A star NHS employee is quitting her hospital just eight months after being made Nurse of the Year, because of the strain that constant health reform is placing on frontline staff.
Justine Whitaker called on Alan Johnson, the Health Secretary, to stop paying lip service to nurses and "hear what we are saying".
Ms Whitaker, 37, is leaving her job as a specialist clinical nurse in the treatment of lymphoedema – swelling of the lymph glands – at East Lancashire Primary Care Trust at the end of November. She will become a senior lecturer in the treatment of the disease at the University of Central Lancashire. Although she was excited by her new post, she said she was sorry to be leaving frontline health care.
"We have a government saying it has talked to thousands of nurses and doctors – but it is not hearing what we are saying," she said. "I am in favour of change. It is not that I cannot cope or do not understand but the impact of these reforms is grossly misunderstood by the Government."
She said nurses were being told they needed to make savings by using fewer needles and bandages but, at the same time, money was being wasted on meetings of highly paid practitioners and managers where decisions were never made. She said: "I leave behind a group of very unhappy nurses who have been put through the mill with constant reform."
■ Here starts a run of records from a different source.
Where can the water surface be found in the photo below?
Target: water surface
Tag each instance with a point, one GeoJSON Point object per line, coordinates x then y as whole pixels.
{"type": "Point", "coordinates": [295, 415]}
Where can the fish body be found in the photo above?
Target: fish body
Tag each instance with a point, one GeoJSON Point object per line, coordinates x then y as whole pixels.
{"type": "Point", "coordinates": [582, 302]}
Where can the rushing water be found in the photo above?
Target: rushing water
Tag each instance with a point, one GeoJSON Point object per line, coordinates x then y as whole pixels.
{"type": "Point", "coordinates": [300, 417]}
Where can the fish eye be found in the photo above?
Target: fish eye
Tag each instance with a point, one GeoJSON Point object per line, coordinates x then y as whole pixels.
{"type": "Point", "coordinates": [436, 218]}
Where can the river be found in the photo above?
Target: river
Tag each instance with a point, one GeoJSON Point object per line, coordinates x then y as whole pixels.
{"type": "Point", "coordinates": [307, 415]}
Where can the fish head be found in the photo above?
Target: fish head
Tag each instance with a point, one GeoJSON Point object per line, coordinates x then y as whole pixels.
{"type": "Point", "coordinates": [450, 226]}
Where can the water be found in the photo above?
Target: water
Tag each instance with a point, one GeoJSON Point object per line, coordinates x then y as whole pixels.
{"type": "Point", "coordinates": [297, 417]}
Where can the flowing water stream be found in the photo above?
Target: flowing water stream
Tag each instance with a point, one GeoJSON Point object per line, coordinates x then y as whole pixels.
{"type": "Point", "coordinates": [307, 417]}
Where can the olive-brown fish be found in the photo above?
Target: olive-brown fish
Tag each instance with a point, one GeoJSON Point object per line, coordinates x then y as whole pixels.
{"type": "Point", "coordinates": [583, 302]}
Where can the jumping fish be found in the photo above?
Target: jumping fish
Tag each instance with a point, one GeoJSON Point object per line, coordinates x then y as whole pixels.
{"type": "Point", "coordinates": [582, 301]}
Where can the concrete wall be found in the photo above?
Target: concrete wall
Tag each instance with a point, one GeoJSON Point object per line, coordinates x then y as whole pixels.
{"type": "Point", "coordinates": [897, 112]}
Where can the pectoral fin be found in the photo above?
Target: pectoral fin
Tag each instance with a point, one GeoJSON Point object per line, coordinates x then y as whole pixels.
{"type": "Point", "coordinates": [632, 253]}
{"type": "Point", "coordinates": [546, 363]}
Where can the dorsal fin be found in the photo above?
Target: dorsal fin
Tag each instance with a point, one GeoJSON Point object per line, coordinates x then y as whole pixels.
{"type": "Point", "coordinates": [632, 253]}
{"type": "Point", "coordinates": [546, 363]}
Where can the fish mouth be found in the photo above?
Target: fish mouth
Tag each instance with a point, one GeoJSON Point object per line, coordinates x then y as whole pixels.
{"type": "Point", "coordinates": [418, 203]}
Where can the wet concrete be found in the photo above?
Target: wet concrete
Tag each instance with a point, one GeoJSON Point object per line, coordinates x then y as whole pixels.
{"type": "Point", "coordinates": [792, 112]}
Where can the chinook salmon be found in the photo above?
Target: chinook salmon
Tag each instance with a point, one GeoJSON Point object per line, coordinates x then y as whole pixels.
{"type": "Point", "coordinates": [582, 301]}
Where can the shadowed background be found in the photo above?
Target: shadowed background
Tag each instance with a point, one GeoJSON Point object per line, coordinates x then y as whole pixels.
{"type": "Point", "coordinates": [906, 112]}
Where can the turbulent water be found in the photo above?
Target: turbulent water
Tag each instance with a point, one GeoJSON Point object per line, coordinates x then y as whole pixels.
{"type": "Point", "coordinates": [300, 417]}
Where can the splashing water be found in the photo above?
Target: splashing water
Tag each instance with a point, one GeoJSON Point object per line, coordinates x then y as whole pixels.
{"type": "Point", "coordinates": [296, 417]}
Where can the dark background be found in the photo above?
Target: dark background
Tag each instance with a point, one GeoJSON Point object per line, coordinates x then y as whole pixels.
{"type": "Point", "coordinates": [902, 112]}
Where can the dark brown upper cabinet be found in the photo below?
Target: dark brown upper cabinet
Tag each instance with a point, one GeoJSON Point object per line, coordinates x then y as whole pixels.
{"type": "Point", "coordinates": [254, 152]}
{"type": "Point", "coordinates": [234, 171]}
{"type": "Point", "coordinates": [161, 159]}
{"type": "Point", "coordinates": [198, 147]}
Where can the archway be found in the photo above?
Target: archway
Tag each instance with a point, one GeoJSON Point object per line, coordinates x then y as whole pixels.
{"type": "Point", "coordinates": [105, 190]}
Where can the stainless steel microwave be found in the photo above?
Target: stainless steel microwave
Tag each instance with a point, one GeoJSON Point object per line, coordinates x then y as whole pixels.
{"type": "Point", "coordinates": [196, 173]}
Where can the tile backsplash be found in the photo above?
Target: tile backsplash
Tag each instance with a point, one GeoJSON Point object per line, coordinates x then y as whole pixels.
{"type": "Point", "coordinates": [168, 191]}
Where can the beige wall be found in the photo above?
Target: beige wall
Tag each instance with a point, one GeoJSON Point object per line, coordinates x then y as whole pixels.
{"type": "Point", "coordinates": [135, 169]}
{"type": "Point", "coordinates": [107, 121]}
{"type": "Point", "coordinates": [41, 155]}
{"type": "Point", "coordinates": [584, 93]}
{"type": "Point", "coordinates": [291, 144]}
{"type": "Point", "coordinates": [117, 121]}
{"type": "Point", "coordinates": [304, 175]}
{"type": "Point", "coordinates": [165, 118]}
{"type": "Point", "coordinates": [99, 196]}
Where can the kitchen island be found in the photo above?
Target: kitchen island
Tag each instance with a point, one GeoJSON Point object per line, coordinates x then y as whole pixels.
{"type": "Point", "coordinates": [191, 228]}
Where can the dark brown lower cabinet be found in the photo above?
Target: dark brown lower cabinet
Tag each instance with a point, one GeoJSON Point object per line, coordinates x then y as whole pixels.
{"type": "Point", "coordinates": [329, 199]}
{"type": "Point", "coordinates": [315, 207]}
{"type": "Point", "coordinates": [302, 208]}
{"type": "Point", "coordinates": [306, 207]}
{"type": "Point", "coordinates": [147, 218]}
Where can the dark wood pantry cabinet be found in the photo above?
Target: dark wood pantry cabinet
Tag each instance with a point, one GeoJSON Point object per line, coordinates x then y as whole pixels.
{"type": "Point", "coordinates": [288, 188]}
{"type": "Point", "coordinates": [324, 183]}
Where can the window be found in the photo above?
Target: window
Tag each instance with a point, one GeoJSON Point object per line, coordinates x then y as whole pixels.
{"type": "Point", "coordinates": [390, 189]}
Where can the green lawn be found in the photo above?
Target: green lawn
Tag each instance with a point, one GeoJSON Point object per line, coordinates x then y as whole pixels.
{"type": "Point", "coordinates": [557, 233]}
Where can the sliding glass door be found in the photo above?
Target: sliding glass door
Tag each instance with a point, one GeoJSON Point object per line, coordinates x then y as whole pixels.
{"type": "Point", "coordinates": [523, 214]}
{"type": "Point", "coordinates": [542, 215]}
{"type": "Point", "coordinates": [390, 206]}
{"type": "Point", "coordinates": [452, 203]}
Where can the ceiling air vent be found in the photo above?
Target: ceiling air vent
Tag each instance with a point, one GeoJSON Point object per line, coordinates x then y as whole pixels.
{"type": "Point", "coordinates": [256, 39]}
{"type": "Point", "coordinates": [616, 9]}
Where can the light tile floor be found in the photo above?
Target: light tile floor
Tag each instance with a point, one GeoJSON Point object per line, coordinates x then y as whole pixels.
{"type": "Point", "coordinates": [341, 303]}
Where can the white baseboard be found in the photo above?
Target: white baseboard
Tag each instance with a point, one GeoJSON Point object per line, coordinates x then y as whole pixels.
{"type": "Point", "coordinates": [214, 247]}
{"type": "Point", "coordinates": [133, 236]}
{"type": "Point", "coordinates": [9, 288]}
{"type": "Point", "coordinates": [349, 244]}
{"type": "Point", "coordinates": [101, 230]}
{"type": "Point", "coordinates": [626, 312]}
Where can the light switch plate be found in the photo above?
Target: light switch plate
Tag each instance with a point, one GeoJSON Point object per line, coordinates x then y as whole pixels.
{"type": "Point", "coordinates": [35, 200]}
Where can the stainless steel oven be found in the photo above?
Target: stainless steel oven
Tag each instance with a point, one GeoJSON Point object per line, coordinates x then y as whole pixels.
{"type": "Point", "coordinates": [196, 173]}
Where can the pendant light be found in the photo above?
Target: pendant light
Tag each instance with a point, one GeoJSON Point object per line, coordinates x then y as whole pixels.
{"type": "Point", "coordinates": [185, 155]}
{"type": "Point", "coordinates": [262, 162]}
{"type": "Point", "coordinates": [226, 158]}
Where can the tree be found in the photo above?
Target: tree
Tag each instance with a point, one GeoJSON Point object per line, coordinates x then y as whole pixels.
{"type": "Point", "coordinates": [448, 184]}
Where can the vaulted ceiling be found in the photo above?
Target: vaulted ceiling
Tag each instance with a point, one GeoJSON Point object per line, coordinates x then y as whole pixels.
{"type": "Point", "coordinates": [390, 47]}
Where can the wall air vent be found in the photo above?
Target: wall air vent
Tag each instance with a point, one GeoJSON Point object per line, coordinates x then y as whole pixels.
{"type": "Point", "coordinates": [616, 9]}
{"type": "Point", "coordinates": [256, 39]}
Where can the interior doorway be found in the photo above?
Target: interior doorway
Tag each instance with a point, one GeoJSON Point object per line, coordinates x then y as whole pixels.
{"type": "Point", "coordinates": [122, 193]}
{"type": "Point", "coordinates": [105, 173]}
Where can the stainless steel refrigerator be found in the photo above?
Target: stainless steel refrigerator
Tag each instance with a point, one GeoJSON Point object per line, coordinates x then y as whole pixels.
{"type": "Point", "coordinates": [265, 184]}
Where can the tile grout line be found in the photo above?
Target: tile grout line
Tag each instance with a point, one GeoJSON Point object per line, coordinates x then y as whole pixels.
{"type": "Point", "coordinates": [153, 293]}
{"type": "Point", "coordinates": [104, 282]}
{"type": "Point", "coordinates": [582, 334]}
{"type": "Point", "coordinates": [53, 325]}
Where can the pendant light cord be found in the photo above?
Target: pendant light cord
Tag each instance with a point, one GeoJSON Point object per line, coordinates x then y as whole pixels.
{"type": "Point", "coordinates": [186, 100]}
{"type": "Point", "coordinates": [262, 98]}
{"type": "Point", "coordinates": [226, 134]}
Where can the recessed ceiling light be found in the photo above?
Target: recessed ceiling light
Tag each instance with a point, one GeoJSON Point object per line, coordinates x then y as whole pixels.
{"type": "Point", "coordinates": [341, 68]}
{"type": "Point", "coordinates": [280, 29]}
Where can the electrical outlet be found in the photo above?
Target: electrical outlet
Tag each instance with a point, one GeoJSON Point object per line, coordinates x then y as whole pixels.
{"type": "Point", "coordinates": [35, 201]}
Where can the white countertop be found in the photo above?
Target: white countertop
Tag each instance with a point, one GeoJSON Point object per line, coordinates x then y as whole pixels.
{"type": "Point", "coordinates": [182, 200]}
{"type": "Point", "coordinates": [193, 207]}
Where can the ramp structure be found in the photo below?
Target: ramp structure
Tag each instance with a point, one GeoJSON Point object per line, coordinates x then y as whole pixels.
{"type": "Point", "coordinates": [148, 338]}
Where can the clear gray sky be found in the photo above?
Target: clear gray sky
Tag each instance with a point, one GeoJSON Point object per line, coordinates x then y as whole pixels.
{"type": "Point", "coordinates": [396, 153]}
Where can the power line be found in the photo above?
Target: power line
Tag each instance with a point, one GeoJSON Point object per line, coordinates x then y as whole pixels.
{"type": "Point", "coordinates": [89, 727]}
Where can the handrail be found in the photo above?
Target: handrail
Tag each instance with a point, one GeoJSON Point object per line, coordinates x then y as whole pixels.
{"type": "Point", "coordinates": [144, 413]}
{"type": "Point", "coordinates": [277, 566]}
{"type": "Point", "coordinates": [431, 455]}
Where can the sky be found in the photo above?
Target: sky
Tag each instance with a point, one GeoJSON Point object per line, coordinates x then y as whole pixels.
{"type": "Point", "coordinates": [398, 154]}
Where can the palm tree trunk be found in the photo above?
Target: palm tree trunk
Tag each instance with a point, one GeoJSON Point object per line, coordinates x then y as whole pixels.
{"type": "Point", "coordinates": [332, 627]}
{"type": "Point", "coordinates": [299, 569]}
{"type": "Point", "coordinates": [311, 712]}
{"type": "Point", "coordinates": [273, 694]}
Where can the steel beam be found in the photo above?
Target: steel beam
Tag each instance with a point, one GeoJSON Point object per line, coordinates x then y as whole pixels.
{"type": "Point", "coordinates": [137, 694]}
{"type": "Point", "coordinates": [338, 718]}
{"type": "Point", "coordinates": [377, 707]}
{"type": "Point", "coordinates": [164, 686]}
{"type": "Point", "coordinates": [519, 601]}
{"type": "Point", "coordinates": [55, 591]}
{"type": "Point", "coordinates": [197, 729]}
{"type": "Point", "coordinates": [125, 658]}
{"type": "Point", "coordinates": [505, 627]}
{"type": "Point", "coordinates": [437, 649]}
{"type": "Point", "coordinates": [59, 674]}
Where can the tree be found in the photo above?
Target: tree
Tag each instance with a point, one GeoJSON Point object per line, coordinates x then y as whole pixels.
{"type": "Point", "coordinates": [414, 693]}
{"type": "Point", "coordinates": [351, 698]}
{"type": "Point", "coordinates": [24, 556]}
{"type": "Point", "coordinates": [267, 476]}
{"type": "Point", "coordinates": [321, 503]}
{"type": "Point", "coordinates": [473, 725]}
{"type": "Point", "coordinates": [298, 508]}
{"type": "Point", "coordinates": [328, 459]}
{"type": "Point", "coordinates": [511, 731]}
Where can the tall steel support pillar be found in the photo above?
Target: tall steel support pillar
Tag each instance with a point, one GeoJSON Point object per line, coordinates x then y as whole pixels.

Ms Whitaker said the nurses' problems included bureaucracy and form-filling; new deadlines to implement government targets; and uncertainty over the merger of two local general hospitals that had raised fears of redundancy.
Her disclosure in the Nursing Standard came as an embarrassment to the Health Secretary and was seized on by the Tories. However, Ms Whitaker, said she did not wish to be exploited by political parties.
* The neonatal intensive care unit at the Royal Blackburn Hospital has been shut after five babies tested positive for a strain of the MRSA bug. The unit has been closed to admissions since mid-September but news of the outbreak has only now been revealed. None of the babies is said to be seriously ill and they are being treated in a separate area within the unit.